Spicy Slow Cooker Black Bean Soup
 
Author: 
Nutrition Information
  • Serves: 6
  • Serving size: 1.5 cups
  • Calories: 210
  • Fat: 0
  • Saturated fat: 0
  • Unsaturated fat: 0
  • Trans fat: 0
  • Carbohydrates: 62
  • Sugar: 11
  • Sodium: 955
  • Fiber: 17
  • Protein: 19
Recipe type: Main
Cuisine: Mexican
Prep time: 
Cook time: 
Total time: 
This no fat, low cal, high protein and fiber slow cooker black bean soup is super easy to make and super delicious.

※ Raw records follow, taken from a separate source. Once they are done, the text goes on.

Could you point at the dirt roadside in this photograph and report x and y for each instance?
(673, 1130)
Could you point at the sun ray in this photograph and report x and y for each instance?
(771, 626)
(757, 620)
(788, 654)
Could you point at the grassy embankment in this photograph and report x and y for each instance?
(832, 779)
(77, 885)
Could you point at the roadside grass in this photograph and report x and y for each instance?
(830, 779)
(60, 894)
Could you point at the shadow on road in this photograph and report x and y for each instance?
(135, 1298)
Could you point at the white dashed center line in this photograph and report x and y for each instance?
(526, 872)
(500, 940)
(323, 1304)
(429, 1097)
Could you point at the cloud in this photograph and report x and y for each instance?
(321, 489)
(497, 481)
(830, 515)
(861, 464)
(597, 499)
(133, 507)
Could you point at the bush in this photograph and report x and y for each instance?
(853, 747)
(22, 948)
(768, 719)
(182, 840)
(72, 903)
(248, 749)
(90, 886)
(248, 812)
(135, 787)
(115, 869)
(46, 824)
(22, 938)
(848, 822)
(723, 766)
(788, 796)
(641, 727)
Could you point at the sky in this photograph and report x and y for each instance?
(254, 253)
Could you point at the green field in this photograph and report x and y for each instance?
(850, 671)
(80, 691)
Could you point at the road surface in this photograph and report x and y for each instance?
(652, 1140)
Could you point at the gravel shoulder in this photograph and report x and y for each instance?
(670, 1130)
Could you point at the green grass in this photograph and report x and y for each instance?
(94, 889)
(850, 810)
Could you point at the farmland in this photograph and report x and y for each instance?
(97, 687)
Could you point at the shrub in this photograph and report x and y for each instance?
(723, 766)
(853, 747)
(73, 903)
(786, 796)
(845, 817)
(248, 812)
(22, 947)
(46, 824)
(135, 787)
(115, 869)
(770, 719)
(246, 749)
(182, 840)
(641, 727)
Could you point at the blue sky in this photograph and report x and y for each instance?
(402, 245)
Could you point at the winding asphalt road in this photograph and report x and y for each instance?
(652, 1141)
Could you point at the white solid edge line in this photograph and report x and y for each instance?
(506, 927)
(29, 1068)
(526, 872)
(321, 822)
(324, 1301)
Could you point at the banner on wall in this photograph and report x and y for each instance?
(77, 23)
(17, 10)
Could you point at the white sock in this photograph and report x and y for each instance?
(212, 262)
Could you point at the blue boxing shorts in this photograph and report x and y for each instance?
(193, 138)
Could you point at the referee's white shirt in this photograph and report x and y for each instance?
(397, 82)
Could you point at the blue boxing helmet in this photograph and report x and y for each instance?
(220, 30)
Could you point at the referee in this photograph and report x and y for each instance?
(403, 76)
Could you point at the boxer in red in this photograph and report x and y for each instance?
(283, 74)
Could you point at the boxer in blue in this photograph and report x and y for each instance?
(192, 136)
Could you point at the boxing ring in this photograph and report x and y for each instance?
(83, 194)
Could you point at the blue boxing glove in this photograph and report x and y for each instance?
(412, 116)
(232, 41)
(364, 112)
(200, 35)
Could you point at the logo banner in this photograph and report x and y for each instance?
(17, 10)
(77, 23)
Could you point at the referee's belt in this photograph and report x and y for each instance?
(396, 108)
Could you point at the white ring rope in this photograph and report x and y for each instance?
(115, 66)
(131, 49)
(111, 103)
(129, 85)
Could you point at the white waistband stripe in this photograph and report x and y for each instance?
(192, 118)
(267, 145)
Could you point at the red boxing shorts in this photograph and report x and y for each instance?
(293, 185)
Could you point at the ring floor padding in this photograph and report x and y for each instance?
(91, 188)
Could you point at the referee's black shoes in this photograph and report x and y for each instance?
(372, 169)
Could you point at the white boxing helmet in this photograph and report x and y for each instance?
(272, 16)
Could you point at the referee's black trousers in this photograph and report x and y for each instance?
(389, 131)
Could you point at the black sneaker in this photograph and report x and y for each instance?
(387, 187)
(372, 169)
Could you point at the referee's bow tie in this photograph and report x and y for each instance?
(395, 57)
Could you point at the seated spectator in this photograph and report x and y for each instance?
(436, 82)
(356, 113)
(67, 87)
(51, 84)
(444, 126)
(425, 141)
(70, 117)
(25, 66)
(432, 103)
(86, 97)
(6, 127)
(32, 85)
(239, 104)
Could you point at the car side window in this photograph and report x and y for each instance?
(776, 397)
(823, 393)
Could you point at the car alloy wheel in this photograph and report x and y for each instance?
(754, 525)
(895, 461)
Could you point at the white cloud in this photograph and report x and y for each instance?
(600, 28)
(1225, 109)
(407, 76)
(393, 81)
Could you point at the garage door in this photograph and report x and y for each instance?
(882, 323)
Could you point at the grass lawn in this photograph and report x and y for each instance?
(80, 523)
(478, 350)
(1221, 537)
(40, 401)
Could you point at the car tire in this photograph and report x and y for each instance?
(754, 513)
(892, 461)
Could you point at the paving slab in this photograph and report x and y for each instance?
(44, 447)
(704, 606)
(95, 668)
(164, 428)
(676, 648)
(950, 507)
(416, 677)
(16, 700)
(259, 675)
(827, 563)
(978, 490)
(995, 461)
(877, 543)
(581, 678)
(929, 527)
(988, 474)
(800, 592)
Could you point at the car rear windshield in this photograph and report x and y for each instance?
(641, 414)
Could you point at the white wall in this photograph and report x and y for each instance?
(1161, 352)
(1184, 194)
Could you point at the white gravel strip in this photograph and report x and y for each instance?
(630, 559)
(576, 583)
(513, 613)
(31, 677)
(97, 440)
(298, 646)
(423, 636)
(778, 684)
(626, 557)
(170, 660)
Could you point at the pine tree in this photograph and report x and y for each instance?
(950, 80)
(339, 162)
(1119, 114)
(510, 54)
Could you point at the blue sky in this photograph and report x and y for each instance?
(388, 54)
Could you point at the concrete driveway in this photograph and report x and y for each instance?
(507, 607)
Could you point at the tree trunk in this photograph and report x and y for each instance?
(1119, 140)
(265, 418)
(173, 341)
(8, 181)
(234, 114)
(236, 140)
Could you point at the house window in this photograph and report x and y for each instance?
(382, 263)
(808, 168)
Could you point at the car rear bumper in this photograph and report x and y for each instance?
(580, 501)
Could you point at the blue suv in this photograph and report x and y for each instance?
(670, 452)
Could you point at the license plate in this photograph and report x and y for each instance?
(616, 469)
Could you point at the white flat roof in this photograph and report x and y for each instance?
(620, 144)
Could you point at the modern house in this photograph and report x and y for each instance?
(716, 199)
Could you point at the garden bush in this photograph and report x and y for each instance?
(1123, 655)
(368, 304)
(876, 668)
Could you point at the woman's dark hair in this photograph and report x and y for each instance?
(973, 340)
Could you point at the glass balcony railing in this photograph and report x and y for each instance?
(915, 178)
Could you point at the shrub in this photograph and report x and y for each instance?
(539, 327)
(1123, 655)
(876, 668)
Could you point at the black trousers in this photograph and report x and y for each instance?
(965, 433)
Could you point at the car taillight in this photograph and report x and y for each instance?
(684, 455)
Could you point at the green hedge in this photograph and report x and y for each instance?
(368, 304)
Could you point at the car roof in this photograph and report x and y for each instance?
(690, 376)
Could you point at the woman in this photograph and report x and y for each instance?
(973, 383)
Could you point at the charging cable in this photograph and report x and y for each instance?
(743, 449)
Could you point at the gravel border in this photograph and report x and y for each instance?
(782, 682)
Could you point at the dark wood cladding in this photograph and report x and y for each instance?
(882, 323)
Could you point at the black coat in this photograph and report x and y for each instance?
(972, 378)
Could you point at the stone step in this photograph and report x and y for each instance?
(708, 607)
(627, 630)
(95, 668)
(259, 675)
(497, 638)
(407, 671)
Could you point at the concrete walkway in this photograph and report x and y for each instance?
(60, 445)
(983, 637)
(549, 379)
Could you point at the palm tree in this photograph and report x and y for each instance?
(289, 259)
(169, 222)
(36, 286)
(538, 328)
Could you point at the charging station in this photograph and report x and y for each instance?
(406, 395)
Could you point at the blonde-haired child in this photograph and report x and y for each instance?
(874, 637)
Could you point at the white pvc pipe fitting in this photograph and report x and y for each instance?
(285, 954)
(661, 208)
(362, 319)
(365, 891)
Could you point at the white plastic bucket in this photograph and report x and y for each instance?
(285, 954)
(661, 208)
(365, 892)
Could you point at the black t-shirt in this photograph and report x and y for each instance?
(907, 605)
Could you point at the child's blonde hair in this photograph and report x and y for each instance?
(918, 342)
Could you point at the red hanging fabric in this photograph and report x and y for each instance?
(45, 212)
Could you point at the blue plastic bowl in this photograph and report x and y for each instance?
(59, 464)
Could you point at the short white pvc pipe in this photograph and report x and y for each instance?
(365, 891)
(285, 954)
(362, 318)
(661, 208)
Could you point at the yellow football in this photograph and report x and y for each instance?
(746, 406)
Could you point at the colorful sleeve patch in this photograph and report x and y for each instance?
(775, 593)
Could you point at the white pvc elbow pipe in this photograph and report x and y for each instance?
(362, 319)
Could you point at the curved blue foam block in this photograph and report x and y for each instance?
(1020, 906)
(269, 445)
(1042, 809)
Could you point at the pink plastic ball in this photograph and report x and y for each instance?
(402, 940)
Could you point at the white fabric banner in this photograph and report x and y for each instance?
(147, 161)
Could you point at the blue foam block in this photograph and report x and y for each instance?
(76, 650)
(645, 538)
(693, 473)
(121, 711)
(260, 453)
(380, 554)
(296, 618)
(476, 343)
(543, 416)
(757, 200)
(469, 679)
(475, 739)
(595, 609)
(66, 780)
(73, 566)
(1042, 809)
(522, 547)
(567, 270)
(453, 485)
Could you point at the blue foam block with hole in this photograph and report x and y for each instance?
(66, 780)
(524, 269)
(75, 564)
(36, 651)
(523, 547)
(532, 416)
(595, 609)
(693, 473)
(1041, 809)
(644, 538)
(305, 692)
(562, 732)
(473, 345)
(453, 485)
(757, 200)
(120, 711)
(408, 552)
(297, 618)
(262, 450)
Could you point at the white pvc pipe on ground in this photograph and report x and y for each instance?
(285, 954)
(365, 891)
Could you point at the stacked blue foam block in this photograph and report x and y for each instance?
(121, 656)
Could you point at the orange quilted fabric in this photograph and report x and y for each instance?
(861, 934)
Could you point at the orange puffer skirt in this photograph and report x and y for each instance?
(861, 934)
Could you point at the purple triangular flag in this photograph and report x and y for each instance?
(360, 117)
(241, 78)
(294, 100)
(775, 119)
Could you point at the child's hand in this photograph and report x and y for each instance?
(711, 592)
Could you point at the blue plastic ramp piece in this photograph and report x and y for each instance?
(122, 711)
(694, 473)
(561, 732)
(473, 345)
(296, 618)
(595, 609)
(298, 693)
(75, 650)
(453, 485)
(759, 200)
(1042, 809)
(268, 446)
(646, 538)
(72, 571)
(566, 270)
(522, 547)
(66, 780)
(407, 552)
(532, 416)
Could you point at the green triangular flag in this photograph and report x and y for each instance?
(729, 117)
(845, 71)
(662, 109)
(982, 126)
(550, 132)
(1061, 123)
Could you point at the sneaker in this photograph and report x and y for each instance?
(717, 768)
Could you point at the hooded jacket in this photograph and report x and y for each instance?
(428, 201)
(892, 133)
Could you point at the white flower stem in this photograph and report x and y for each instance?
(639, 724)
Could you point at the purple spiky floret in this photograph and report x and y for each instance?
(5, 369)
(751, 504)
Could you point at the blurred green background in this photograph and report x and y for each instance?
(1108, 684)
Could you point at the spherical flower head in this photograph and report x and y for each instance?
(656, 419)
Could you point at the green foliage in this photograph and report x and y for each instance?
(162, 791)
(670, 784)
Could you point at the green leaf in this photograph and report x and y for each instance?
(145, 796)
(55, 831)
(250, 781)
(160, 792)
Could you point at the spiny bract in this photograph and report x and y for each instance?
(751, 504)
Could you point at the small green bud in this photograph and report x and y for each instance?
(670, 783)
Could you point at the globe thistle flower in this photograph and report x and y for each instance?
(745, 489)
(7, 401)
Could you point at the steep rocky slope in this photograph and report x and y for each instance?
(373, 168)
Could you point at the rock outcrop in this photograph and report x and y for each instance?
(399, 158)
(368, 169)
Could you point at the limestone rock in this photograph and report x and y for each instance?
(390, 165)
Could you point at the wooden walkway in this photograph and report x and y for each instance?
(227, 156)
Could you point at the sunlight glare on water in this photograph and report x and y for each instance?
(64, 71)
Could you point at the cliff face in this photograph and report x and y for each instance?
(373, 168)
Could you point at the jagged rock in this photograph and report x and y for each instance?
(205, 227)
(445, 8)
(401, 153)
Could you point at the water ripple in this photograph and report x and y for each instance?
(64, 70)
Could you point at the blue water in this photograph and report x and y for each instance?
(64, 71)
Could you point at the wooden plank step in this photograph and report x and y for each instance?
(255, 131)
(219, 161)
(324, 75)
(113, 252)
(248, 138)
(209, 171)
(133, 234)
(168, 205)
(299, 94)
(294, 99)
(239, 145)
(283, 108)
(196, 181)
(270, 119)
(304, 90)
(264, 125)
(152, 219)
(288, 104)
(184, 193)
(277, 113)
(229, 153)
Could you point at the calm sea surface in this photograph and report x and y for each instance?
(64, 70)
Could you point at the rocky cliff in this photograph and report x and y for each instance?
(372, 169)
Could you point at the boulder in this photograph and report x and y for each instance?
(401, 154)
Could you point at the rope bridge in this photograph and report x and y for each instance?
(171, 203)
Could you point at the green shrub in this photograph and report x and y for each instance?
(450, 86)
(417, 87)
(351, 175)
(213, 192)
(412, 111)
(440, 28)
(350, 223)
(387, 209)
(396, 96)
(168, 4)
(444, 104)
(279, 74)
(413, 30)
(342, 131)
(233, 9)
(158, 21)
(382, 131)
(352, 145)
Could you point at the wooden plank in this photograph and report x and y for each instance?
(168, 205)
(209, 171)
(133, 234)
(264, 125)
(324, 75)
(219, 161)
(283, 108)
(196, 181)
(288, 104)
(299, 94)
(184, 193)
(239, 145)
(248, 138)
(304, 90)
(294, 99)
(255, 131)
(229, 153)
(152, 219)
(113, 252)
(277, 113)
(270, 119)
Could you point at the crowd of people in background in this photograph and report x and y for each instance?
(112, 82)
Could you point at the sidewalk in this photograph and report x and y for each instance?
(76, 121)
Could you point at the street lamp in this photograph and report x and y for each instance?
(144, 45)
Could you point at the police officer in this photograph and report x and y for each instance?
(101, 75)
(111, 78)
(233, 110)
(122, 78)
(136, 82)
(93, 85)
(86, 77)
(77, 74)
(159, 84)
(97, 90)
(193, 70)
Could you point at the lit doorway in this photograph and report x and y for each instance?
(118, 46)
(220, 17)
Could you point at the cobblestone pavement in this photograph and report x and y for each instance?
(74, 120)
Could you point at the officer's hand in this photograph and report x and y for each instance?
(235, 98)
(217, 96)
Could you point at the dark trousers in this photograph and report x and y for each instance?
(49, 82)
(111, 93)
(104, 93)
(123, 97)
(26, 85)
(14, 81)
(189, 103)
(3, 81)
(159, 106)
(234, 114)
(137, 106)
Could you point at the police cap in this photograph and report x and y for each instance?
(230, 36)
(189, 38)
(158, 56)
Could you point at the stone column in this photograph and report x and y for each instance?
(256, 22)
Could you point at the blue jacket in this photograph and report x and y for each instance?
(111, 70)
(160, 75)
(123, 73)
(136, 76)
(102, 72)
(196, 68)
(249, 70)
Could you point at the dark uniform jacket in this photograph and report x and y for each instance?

Let the slow cooker do the work!
Ingredients
  • 1 lb dried black beans, soaked in water over night or at least 4 hours
  • 1 cup chunky salsa
  • 4 cups unsalted vegetable stock
  • 4-6 medium carrots, diced
  • 1 medium onion, diced
  • 2-3 cloves of garlic, minced
  • ½ teaspoon cumin
  • ½ teaspoon turmeric
  • ¼ teaspoon red pepper flakes
  • ¼ teaspoon espelette pepper powder or chili powder
  • Salt and Pepper to taste
Instructions
  1. Rinse your soaked beans off and pick out any debris.
  2. Add the beans, carrots, onion and garlic to your slow cooker.
  3. Pour in the vegetable stock, the salsa and 2 cups of water.
  4. Add all your spices and give it a big stir.
  5. Cook on high for 6.5-7 hours - the beans will be very soft.
  6. Using an immersion blender, blend the soup in the slow cooker until it reaches the desired consistency - I like mine pretty smooth.
  7. Serve and enjoy!

 

{ 6 comments… add one }
  • Pinky JJ May 10, 2015, 3:01 pm

    Ahu Joon, this is mighty fine!! Just looking at it makes me want to attest to its quality but I can probably do better if I tasted it <3333!!!

    Pinky Joonam!

  • Sippitysup May 10, 2015, 6:03 pm

    I’m even later to the slow cooker party, in fact I haven’t even arrived yet. I know I’d love this soup. GREG

  • DS May 11, 2015, 11:51 am

    Good to see you back. We missed you.

  • Fae's Twist & Tango May 12, 2015, 9:48 pm

    An excellent meal for vegans, vegetarians and shikamous* like me! xx
    * People who think of eating all the time.

  • David May 16, 2015, 10:21 am

    Like Greg, I have no slow cooker. BUT, I have a neighbor who is away for the summer and SHE has one. I am going to give this a try and substitute some chunky canned tomatoes for the salsa, as I can’t find a decent salsa without garlic. Don’t you think that will work? Happy Spring!

  • Mike Tiernay February 17, 2016, 2:47 am

    That looks really good! Is there any way to use raw beans to cut down on needing to plan ahead?

    Also, have you tried microwaving the spices for a minute before adding them in? It really helps to bring out their flavor in my slow cooker chili.